Las enfermeras intentan ponerse de pie, se apoyan en la mesada, Gonza ayuda.
—Vayamos a terapia intermedia —ordena el médico, que también intenta ponerse de pie.
—Tomen, interviene Gonza, acá hay un tubo.
—¿Te fijaste si tiene? —pregunta la enfermera.
—Le queda la mitad todavía —dice y se lo entrega de inmediato.
—Al ascensor, hay que ir al ascensor —insiste el médico mientras van saliendo de la salita hacia el pasillo. Se sostienen entre ellos, van apoyándose en las paredes, los gritos continúan en el hall de entrada.
Gonza se acuerda de la sala, de los bebés, de Victoria. Entonces gira y regresa lentamente. Después de doblar, otra vez la mujer con la silla de ruedas. Grita e intenta colocarle la máscara al viejo. El hombre tiene la cabeza inclinada a la derecha, boquea con los ojos abiertos. Gonza se acerca, le sostiene la máscara con una mano, con la otra abre más la válvula del tubo. Le toma el pulso, le palpa el cuello. La mujer llora desmesuradamente.
—¡Calmate, calmate! —le dice Gonza sin mirarla, mientras abre la válvula de oxígeno al máximo y le sostiene la cabeza al viejo. Pero el hombre no reacciona, se afloja del todo y la cabeza le vuelve a caer hacia el costado.

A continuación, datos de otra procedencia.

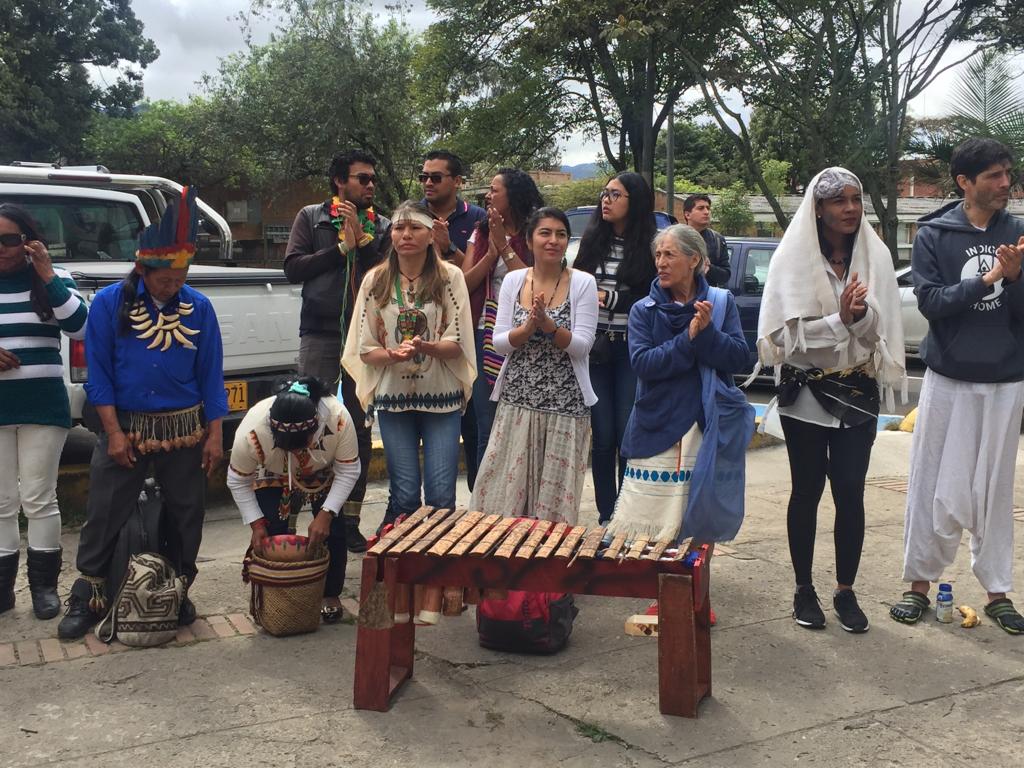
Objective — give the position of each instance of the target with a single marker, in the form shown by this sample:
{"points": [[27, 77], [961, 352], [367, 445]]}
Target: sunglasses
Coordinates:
{"points": [[365, 178], [434, 178]]}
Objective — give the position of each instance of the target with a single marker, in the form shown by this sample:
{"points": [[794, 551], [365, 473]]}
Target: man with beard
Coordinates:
{"points": [[967, 273], [331, 247]]}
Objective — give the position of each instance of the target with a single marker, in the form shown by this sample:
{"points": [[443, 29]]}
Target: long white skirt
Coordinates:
{"points": [[962, 476], [652, 500]]}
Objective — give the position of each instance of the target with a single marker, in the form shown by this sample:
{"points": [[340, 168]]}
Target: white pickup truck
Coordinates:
{"points": [[91, 219]]}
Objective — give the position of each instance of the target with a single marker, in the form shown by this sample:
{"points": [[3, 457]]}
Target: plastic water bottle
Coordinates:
{"points": [[944, 604]]}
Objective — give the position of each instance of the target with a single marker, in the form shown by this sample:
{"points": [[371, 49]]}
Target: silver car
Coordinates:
{"points": [[914, 325]]}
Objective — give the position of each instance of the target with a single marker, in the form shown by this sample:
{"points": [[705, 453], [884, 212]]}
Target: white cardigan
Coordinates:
{"points": [[583, 323]]}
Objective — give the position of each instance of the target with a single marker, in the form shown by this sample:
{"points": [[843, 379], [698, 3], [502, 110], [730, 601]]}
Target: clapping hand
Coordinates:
{"points": [[351, 229], [539, 315], [851, 302], [496, 225], [701, 317], [441, 238], [1009, 258], [404, 351]]}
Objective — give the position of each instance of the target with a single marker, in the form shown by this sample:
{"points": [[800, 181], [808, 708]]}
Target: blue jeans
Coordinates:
{"points": [[615, 386], [401, 433], [483, 409]]}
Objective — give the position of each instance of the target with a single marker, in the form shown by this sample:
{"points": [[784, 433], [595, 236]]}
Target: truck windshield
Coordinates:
{"points": [[83, 229]]}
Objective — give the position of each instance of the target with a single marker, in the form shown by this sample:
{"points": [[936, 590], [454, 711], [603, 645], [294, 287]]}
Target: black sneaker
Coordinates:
{"points": [[851, 617], [354, 541], [807, 608], [79, 617]]}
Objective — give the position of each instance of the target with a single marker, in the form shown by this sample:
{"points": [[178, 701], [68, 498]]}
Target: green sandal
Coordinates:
{"points": [[910, 608], [1004, 613]]}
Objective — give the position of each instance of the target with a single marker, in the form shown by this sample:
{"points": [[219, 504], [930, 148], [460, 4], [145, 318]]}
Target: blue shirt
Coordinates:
{"points": [[668, 365], [124, 373], [462, 222]]}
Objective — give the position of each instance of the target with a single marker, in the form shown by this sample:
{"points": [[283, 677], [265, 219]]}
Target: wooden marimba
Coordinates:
{"points": [[459, 549]]}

Gonza se ahoga y debe sostenerse de la silla para no caer. El pasillo serpentea, se mueve a un lado y otro ante su mirada. La mujer llora apoyada en la pared.
Gonza empuja la silla a un costado. El viejo queda doblado hacia delante, algo inclinado a la derecha. La mujer dice algo que Gonza no entiende y empieza a derrumbarse. Gonza la sostiene de la cintura, le pide que lo acompañe y vuelve a mirar hacia el patio interno por la ventana. Un vistazo apenas, pero alcanza a ver cuatro o cinco personas apoyadas en la pared. Se marea y se agita más, entonces se inclina hacia a la silla de ruedas, le retira la máscara al viejo y levanta el tubo de oxígeno del soporte.
—Tenés que venir conmigo, acá no podemos estar —le dice a la mujer y la toma del brazo. Avanzan sosteniéndose de la pared. Faltan unos quince metros para la puerta de Neo. A Gonza le parece que no llegarán, se le cierra la garganta, en cualquier momento caerá al piso. Unos pasos más adelante suelta a la mujer y se apoya con las dos manos en la pared. Se ahoga, aspira con fuerza, hace ruido al intentar inspirar con la boca abierta, sigue caminando despacio, paso a paso, afirmándose en la pared.
—Entrá ahí —le dice a la mujer cuando quedan un par de metros.
Ella lo mira, Gonza va deslizándose hacia abajo y suelta el tubo, que cae con un ruido metálico y seco. Gonza se sienta en el piso. La mujer se agacha, toma la mascarilla, la acerca a la boca de Gonza y la aprieta a la vez que grita:
—¡Auxilio, un médico!, ¡un médico por favor, alguien que venga!
La puerta de Neonatología se abre. Victoria se asoma y pregunta qué pasó.
—No sé, estamos todos descompuestos —dice la mujer desde el piso. Victoria se agacha para preguntarle a Gonza qué le pasa. La mujer le sostiene la mascarilla en la boca a Gonza, que respira de la máscara, levanta la mano y habla:
—Esperen un poco, esperen que me levanto. Vamos a la sala —ordena Gonza mientras se pone de pie ayudándose con el brazo de Victoria. Le pregunta a la mujer si podrá pararse. Ella responde afirmativamente. Victoria recoge el tubo. Gonza ayuda a la mujer, dan los pasos que faltan, entran y van directo hacia el office.
Transpiran, las gotas le caen por la cara, suspiran en silencio, no hablan, como si no quisieran comentar lo que ocurrió. O no lo creyeran.